What molecule am I?
Meldonium is a zwitterionic compound that was developed in Latvia in 1970 as an anti-ischemia drug. AS Grindeks, a Latvian pharmaceutical company, markets small quantities of it in Eastern Europe.
But meldonium is better known as a doping drug that athletes use to enhance performance. At the beginning of this year, the World Anti-Doping Agency added meldonium to its list of banned substances. Soon thereafter, tennis star Maria Sharapova became the first prominent athlete to have been affected by this ban.

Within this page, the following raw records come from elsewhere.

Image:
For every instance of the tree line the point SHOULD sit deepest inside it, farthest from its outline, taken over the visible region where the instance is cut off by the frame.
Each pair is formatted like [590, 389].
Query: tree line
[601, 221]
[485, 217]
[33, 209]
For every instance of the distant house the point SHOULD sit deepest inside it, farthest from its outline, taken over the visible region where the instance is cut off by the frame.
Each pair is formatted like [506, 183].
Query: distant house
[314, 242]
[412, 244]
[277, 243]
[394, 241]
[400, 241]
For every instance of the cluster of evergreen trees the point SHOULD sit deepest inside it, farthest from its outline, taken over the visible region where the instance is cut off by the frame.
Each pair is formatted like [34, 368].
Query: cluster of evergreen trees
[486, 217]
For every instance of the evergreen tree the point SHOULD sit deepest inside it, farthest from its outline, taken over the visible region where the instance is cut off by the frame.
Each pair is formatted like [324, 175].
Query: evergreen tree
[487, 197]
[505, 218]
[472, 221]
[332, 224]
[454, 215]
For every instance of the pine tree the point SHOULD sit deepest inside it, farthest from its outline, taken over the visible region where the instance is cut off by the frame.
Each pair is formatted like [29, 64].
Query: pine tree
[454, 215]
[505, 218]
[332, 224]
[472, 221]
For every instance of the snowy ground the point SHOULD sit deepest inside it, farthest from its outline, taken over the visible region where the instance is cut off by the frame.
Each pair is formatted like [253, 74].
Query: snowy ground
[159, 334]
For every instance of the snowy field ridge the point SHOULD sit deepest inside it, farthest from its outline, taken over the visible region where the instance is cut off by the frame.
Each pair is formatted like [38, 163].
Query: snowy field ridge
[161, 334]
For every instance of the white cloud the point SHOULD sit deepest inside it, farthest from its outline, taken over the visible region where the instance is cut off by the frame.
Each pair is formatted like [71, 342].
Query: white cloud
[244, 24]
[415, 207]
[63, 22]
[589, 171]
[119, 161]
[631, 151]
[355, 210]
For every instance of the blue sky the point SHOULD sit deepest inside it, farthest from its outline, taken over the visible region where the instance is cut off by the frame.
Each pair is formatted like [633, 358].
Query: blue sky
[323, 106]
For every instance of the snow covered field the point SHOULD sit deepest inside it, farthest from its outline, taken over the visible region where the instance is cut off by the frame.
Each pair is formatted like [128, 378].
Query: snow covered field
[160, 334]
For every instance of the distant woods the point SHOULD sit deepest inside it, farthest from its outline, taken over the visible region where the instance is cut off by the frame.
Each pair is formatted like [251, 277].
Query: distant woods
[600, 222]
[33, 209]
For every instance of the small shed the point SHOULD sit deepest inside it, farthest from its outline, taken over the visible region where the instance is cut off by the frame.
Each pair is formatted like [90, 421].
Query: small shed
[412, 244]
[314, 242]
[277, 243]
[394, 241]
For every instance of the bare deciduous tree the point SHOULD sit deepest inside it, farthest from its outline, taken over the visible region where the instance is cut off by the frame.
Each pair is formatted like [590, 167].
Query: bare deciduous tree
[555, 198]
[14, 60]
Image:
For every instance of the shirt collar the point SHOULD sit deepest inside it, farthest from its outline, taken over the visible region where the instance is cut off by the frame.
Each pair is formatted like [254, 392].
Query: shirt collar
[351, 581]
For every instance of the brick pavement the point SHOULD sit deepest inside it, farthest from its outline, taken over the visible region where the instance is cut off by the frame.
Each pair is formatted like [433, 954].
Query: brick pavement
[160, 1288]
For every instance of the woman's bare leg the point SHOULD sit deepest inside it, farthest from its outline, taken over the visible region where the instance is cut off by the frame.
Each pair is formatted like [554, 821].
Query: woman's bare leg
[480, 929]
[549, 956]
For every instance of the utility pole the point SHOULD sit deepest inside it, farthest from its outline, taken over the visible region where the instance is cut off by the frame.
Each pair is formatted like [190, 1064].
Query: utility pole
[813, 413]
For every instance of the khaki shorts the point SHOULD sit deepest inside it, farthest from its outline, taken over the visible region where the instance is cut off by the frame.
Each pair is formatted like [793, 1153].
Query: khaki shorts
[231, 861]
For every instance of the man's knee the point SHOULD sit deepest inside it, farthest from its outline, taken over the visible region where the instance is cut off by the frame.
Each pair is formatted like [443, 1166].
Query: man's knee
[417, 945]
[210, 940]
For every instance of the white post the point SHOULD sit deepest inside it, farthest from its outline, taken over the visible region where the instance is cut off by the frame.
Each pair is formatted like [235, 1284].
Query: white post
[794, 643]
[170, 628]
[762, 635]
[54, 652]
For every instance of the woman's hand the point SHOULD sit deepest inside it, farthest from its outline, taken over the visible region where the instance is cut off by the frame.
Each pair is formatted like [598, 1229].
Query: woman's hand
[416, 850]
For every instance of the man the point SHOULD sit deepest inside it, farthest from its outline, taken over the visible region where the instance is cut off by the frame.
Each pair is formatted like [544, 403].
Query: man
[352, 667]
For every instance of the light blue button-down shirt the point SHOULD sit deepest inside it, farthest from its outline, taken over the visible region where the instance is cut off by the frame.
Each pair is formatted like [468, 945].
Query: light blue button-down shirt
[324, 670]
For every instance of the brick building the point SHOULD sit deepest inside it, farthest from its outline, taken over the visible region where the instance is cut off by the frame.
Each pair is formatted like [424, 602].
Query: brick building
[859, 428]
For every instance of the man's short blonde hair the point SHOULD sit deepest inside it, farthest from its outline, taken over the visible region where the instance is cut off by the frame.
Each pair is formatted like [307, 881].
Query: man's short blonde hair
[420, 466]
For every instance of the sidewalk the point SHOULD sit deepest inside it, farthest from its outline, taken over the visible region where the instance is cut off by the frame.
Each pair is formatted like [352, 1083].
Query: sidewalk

After failing a drug test at the Australian Open, Sharapova announced that she had taken the drug for many years and was not aware of the ban. The International Tennis Federation suspended her for 2 years, but Sharapova appealed the ban. The Court of Arbitration for Sport will likely consider the appeal later this month.
N-Methyl-2-pyrrolidone, the Molecule of the Week for December 28, 2009, is a solvent widely used in the paint and coatings industries. It may now be in regulatory trouble: Under a new chemical health and safety law, the US EPA may curtail its use because of its danger to human health.
Ibuprofen, the widely used painkiller and anti-inflammation drug, was the Molecule of the Week for September 20, 2004. Researchers at Oxford University (UK) recently discovered that ibuprofen, in combination with the chemotherapy drug toremifene, can reduce the severity of Ebola virus infection in rodents.